Too much of drama on TV is about the police, and much could be termed copaganda. So it was refreshing to realise After the Party on Channel 4 is not about the police and even though they are involved they are portrayed as fairly marginal. The lead character is Penny, brilliantly played by Robyn Malcolm. She is a spirited, experienced teacher who has her pupils’ interests at heart and supports them in ways that the school authorities don’t always appreciate.  

It’s when Penny perceives a problem closer to home that she speaks out and faces some serious flack for doing so. Is she right or is she misguided? This is the question that the series keeps the audience asking throughout its six episodes. If you are looking for TV which reflects the world we live in, and the oppression that needs to be challenged, After the Party could be for you. (Content warning: this show contains sexual abuse) 

Anora by Jonas M (Stoke)

The standout film this year was Palme d’Or winner, Anora. Topping the lists at Cannes, Sean Baker’s latest cinematic odyssey follows the story of Brooklyn sex worker Annie, as she seemingly discovers love in a set of encounters with a new client. Building a reputation as someone who tells stories of society’s marginalised and castigated, Baker offers us a comic and relentlessly-paced glimpse into the world of oligarchic power. Through the lens of a Romeo and Juliet-style relationship between sex worker and client, Mikey Madison’s wonderfully portrayed Annie confronts the realities of class and patriarchy when her new lover’s family want to disown her by any means necessary. I watched a lot of good films this year, but none made me laugh, swept me with anticipation and put me squarely in the camp of the film’s protagonist as much as Anora did. Watch it!

The Hole by David L (Manchester)

One of my cultural highlights for 2024 has been reading the novella The Hole by the Mexican communist José Revueltas. Written during his time in Mexico’s Lecumberri prison for taking part in the student uprisings of 1968, Revueltas depicts the attempt by three prisoners kept in the titular confinement cell to bring heroin into the prison via one of their mothers. Rather than depict heroic students or protestors who might better serve a particular sensibility or sympathy, Revueltas instead portrays subjects often considered ‘wretched’: criminalised addicts whose only concern is their next fix to escape the literal panopticon hell they find themselves in. 

The novella is a powerful and searing criticism of carceral barbarism and the spectacle of punishment. The violence of the prison implicates all within it: the guards engage in it so casually and gleefully. The prisoners are seemingly little better. But despite their own selfishness, when the prisoners eventually violently confront the guards, they seize a kind of dignity, however momentary, from resistance. The guards in contrast know only how to apply force, and in doing so dehumanise themselves, being referred to as ‘apes’ throughout the novella. As the Labour government pushes for more prisons to be built, works like The Hole remind us that they will only ever be sites of class war and theatres of cruelty that will only worsen the problems in our society.
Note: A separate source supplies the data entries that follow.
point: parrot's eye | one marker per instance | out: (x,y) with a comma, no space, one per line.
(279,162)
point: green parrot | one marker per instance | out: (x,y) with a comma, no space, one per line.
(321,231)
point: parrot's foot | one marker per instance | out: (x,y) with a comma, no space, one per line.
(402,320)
Ipswich Town Football Club by Luke E (South London) 

As a left wing person from Suffolk it is sometimes hard to find cultural events that evoke that sense of home or pride of place. Adulthood is too often a long drawn out process of successive disappointment in the adults and institutions you grew up with, as you learn the way they see the world and get more clarity on the lives they lead. In this context my cultural highlight was a rare bright light in my thoughts and relationship to ‘home’: Ipswich Town football club got promoted!

Going from a record fifteen seasons straight in the second division of English football, finishing just about nowhere every season, to relegation, and then suddenly to promotion again, to a wild and ridiculous successive promotion (with more last-second goals than I could dream of) against all odds, was absolutely electrifying to watch. More than (or maybe just equal to) the joy of winning games, the slight nudge to message old mates and catch up again was well needed and the weekly chat about the football has rekindled relationships with people who haven’t disappointed me, reminded me that there is love and light back home even if it’s not as prevalent as five year old me believed.